Aspiring screenwriters sometimes feel like there must be a secret password that working screenwriters know to get into the inner circle of the industry. I once felt the same way – and sometimes still do! Well, there’s no secret password. But working screenwriters do think about things that aspiring screenwriters often don’t. These are things that are required to be a useful part of the industry; things that are needed to get movies made and sell them to audiences. One of these things is writing parts that will appeal to movie stars.
Like it or not, this is still largely a star driven industry, even if the power of stars has waned a little in recent years. That doesn’t mean every film needs a movie star to get made. It depends on genre. Dramas, biopics, buddy pics and romantic comedies almost always need stars. Big popcorn movies based on underlying material, superhero movies, horror movies, and high concept broad comedies don’t (though often they have them anyway just to be on the safe side).
In other genres it depends. Usually the higher the concept, the less the need for a star. It’s about marketing. If the studio can sell the movie based on the concept alone, then they might make it without a big star. If not, they want someone they can get on talk shows and that will get the audience’s attention in posters and on billboards.
So how do you write a part that will attract a star? Here are a few techniques.
1) Consider the movie star demographic. If your main character is a sixty-year-old Chinese woman, it’s going to be hard to cast a star. Of course your premise will dictate your character’s age and gender to a certain degree. You can’t compromise the premise to try to shoehorn Robert Downey Jr. into the role. Most characters can and should be written color blind when it comes to race, but not all. Once you’ve decided what demographic is best for the main character of your story, try to imagine at least six top stars that could play them. If you can’t, see if you can adjust the demographic to be more star inclusive. If you absolutely still can’t, see if the second biggest part can be made into a star vehicle. Sometimes stars don't mind playing the second banana if it's a really juicy role.
2) Make the character someone we can root for. Stars want to play characters people will love. How do you make a character we’ll root for? Give them a noble goal. Make them an underdog. Give them a “save the cat” moment early on where we can see they have a good heart. Give them an identifiable, relatable emotional core – they’re in love, for example. Give them character traits we admire – a sense of humor, altruism, coolness, strength, loyalty, expertise in an impressive skill. You don’t have to do all of these, but each of these techniques will make the character more appealing to the audience and thus more appealing to the movie star.
3) Give the character an arc. This is sort of the counter balance to number 2. Stars want to play someone with complexity, not a one-dimensional goody two shoes. The character needs to have a flaw, one that they’ll overcome by the end of the movie. Just make sure the flaw's not so bad we won't root for them anymore.
4) The character should express a variety of emotions. Stars are actors. Actors like to exercise their craft in a variety of ways. If your character is always angry or always stoic then you’re only giving your star one thing to play (and probably not creating a very realistic character to boot.) Give the character some emotional range.

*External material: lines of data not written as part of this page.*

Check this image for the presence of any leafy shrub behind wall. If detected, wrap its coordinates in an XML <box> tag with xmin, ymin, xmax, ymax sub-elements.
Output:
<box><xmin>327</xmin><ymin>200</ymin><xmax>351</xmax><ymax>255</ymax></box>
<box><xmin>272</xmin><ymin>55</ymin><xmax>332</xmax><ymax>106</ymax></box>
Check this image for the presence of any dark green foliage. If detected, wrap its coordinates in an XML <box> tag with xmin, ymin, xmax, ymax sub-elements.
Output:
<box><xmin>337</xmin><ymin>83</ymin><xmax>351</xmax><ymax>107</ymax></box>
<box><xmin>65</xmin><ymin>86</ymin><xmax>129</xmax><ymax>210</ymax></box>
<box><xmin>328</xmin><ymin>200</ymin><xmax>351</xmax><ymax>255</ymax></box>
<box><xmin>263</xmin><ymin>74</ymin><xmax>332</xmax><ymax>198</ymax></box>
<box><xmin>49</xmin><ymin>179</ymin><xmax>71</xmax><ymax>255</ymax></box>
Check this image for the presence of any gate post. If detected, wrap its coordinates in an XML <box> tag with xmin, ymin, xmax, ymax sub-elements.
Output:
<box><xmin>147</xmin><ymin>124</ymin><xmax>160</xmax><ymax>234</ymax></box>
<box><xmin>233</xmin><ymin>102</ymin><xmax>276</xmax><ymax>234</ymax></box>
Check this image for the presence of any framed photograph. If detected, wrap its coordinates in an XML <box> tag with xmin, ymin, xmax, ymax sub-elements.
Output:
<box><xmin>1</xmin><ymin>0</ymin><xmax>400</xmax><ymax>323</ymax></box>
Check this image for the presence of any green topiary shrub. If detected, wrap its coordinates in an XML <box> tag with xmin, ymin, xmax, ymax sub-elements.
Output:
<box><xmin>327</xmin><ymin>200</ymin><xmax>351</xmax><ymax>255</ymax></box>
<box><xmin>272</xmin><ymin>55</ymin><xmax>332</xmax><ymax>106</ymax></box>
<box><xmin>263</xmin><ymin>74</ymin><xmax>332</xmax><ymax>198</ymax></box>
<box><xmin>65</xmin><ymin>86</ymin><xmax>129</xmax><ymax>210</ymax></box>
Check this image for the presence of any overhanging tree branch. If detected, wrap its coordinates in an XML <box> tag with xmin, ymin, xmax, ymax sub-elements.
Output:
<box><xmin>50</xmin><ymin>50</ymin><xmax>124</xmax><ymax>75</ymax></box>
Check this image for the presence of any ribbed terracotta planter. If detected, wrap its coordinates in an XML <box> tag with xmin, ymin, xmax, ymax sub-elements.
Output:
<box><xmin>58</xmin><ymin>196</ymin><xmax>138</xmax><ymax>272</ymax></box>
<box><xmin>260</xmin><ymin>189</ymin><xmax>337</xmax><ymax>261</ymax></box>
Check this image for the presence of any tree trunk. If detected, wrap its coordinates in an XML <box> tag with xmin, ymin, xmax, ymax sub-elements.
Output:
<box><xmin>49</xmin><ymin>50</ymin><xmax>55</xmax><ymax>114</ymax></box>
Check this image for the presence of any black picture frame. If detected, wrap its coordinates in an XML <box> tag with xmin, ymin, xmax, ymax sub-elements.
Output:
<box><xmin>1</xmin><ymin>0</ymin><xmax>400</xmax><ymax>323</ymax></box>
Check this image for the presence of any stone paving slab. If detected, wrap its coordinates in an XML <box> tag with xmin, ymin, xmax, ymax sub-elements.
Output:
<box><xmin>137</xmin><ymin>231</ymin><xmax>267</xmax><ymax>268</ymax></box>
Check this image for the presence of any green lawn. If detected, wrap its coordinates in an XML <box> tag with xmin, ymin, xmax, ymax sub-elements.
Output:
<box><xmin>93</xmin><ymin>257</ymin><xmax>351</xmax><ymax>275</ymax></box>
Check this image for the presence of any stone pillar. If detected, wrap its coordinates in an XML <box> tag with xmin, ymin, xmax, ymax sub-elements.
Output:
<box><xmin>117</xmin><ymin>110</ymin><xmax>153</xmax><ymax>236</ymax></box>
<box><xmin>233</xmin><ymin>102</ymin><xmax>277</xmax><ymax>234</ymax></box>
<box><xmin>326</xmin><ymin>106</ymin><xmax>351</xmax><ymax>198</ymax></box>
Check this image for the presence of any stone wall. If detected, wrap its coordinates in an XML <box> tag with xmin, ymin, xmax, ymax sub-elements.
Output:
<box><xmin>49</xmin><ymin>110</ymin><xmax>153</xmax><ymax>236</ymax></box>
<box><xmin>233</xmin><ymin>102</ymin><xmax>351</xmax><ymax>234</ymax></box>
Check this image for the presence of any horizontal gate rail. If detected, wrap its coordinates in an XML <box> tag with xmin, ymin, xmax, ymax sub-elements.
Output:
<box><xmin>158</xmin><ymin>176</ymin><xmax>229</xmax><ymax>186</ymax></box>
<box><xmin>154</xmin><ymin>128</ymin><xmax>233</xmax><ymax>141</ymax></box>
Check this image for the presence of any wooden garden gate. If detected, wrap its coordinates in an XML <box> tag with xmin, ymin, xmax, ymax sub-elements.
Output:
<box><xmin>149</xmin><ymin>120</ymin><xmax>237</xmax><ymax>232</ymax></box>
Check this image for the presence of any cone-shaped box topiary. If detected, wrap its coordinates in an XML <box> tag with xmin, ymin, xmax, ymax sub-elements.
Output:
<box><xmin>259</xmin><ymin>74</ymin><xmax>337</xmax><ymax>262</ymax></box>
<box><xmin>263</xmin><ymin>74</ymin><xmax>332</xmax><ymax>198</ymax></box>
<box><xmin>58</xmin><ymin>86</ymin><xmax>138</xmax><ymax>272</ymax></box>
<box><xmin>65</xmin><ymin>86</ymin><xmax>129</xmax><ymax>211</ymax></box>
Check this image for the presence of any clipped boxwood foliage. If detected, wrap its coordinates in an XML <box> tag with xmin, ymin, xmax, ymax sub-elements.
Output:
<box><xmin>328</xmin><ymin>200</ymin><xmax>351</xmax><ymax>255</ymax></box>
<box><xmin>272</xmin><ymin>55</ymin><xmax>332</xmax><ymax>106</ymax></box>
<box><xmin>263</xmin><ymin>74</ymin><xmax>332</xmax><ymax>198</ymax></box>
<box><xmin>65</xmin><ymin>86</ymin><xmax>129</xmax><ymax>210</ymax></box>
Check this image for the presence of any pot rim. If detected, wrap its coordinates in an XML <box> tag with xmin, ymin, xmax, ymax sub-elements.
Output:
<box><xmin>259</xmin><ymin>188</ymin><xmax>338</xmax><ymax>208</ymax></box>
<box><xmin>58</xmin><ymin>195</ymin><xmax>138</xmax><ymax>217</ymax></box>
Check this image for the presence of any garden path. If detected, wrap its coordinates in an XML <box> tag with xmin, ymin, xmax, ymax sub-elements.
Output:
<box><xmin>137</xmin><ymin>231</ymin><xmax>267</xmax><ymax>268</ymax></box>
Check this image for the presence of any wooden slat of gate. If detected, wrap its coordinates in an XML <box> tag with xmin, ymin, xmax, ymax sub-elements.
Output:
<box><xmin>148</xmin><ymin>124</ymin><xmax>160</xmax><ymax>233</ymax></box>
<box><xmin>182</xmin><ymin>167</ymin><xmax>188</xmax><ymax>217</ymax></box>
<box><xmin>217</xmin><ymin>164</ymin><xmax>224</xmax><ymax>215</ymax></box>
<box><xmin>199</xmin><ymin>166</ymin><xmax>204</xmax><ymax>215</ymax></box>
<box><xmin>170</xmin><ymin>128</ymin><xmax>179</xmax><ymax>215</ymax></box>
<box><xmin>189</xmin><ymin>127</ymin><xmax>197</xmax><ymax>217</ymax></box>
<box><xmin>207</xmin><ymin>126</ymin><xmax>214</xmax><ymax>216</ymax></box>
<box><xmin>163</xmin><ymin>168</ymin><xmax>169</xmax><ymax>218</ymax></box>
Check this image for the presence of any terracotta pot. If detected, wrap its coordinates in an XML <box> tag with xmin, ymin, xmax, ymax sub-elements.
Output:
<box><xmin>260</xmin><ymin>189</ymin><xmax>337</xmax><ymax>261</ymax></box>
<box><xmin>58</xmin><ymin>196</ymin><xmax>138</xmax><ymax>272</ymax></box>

5) Give the character an entrance. Now we’re getting down to the more specific techniques. You want to give stars scenes that they’re dying to play. A grand entrance is just such a scene. Stars have as much ego as any of us – and usually more. For more on creating an entrance, see my post on character introductions.
6) Give the character a Big Speech. Another type of scene that draws actors is the chance to deliver a stirring monologue. You have to be careful, though. Too much speechifying is a turn off to the actor and the audience. Nobody likes a blabbermouth. Give them one big moment to shine, and make it later in the script when you’ve earned it through the build of the story. And then make that speech a knockout.
7) Give the main character the best lines (and not the exposition). The star wants to make the funniest jokes and toss out the wittiest bon mots. And they won’t get excited about delivering the boring exposition. Give the best dialogue to the main character and let the minor characters do the grunt work. (This doesn’t mean a minor character can never make a joke, just be sure the star has the bulk of the great lines.)
Writing star parts is one of the skills required of a professional. Maybe that bothers your artistic sensibilities and that’s fine… as long as you don’t care if anybody buys your scripts or turns them into movies. And in a lot of ways the things that make a role interesting to a movie star are the same things that will make a character interesting to an audience. Master the star vehicle and you will have one of those secret passwords that gets you into the inner circle.